On the Seidel energy of uniform hypergraphs due to hyperedge and vertex deletion
Shib Sankar Saha
Abstract
Let $\mathcal{S}(\mathcal{H})$ be the Seidel matrix of a hypergraph $\mathcal{H}$, and the Seidel energy is denoted by the sum of the absolute eigenvalues of $\mathcal{S}(\mathcal{H})$. In [G.~X.~Tian, Y.~Li and S.~Y.~Cui, The change of Seidel energy of tripartite Turán graph due to edge deletion, Linear Multilinear Algebra, 19 (2022), 4597-4614] and [Y.~Liu, X.~Chen, The change of Seidel energy of 5-partite Turán graph due to edge deletion, Discrete Applied Mathematics, 2024, 342, 104-123], the authors studied the change of Seidel energy of the Turán graph due to edge deletion.

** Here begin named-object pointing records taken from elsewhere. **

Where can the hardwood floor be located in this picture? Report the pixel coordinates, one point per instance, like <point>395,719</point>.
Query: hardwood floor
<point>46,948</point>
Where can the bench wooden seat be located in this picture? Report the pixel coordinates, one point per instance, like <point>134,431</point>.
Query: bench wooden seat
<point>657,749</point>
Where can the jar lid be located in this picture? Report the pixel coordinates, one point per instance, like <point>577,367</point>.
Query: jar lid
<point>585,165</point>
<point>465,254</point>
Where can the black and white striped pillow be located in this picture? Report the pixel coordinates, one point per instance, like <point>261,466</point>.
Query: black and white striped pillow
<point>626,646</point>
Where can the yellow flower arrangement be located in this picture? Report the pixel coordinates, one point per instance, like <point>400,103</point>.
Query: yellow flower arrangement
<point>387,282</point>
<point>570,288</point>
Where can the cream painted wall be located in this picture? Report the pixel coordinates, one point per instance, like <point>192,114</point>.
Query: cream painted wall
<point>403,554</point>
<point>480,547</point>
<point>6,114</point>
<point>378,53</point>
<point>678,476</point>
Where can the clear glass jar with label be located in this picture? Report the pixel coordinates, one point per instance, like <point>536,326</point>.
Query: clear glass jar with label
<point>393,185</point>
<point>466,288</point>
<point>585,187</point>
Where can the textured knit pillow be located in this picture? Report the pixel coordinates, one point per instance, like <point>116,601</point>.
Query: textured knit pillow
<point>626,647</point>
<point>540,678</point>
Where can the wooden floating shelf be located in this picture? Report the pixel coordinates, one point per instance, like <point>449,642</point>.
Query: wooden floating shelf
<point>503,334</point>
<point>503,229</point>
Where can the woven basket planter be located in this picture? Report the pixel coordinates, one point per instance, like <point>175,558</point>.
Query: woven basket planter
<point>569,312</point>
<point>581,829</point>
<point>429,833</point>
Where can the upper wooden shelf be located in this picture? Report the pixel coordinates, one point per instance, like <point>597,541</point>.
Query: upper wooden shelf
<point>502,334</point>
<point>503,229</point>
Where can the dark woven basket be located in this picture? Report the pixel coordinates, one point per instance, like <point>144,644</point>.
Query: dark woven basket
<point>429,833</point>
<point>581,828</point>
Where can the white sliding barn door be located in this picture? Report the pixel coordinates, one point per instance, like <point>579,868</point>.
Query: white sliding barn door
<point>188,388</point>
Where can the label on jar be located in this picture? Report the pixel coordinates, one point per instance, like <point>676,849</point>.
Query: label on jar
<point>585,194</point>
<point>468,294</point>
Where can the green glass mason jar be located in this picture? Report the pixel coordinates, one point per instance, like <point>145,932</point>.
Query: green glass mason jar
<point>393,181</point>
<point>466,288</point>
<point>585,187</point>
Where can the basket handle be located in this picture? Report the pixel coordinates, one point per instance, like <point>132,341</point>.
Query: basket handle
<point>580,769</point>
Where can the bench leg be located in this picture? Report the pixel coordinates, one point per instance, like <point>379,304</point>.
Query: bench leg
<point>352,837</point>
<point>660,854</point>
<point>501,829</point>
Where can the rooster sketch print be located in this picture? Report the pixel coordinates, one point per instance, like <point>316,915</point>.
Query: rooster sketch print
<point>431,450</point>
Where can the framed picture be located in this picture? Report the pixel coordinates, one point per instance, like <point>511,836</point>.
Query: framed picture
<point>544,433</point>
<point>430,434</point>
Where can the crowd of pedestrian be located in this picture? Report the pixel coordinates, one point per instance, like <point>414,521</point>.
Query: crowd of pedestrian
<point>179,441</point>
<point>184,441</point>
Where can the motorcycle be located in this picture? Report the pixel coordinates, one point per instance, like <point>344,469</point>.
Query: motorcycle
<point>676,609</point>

In this article, we analyze the Seidel spectrum of the complete $3$-uniform bipartite hypergraph $\mathcal{C}^3_{m,n}$ and show that it has exactly one negative Seidel eigenvalue even after a single hyperedge deletion. Finally, we prove that the Seidel energy of the complete $3$-uniform bipartite hypergraph $\mathcal{C}^3_{m,n}$ decreases after single hyperedge and vertex deletion for all $m,n \ge 3$.